We live under a natural oligopoly of thoughts.
The accelerated social evolution — much thanks to the internet — has sped up the clumping-together for schools of thought. The gaseous nebulae in our universe have finally fallen into each other and compressed themselves into stars. Each completed with its own solar system, whose orbiters bound by gravity, and the energy to escape the orbits astronomically high.
To opine outside of these established bound systems — be it traditional media like newspapers and TV stations or the new kingmakers of social media platforms — is to speak into a deep dark void.
The strawmen of “fake news” ignores the inherent plasticity of truth. For there is already enough wiggle room within truth, within the practically infinite information space to produce the finite number of articles that fit the finite imagination of pre-determined narratives — narratives for the oligarchs to divvy up and monetarize their corner of the market.
More on that for another time.
Free speech is not fair speech
Free market capitalism is not fair because a leveled playing field with pre-existing inequality is not fair. A fight between a heavyweight boxer and a baby is not fair, even when the same rules apply to everyone.

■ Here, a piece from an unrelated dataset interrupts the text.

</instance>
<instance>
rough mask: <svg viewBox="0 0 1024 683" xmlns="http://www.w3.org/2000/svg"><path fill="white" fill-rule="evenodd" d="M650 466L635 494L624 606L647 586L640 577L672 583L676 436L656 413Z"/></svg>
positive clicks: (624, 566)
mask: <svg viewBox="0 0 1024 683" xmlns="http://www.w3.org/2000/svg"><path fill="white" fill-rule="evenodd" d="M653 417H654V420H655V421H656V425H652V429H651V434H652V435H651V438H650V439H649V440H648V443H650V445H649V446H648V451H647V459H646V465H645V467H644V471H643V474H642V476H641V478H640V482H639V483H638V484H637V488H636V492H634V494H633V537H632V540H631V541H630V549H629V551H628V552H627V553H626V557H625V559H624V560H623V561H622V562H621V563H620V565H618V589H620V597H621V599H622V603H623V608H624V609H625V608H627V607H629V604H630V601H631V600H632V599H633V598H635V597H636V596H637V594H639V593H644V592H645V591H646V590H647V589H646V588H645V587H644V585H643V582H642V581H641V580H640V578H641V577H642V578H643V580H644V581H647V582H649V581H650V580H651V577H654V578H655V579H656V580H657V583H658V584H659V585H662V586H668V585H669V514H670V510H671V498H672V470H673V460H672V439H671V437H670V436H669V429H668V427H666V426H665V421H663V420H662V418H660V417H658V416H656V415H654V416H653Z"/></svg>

Along the same vein, free speech is also not fair. The oligarchy of publications and platforms naturally leads to an oligarchy of ideologies and schools of thought. The two-party political system has become so consolidated in the US that it is practically impossible for a third party to enter the game this late. Likewise for thoughts outside of the two dimensional spectrum.
There is a late stage in capitalism and there is a late stage in information and ideologies.
You can disagree with the Democrats, you can disagree with the Republicans, but if you disagree with both? It’ll be like talking during a bar brawl — either nobody would hear you, or the music will scratch to a halt, and you’re all of a sudden the enemy of everyone.
What about social media?
I prefer to not provide content for social media platforms to proliferate. I don’t post or comment on any platform. Although I do lurk on these platforms, and I do make YouTube videos occasionally.
But another reason why I don’t post on social media, is because I believe that the medium is part of the message. Social media platforms are soapboxes. They are stages, and thoughts become performances, and performances need to be tailored for the audience. You may not post the same thing you posted on Facebook on LinkedIn. I want to have a place where I can write down my thoughts without thinking about who my audience may be.
“The monologue is his preferred mode of discourse.”
This is a quote from the 1983 film Videodrome.
I do prefer another mode of discourse as well — private conversations, any other mode of communication I consider a performance, and therefore is susceptible to being not entirely genuine.
To paraphrase the late Mitch Hedberg: You can say whatever you want in the woods, because nobody can hear it.
Although the woods we live in has already been overgrown with towering trees, and the undergrowth shaded and inhabitable to saplings, one can still grow something on the forest floor. Your garden may never grow to compete with the tall trees and never to the point where it can sustain itself, but you can still have something, maybe some mushrooms or something, something small. And in this case, I think being small is the point. It provides something that was previously missing, that existing before the trees have grown too tall and the canopy too dense. And I think we all miss those days, when personal blogs flourished before the time of the giants.
I still want people to see my writings, but I want people to see them like finding a book in the library. You don’t have the urge to comment on a book. The absence of the option to converse changes the mind of the writer and the reader. This is my second point about how “the medium is the message.”
So, that’s why I have a blog, in 2022.
Tl;dr I don’t want an editorial board or a large audience to influence my thoughts.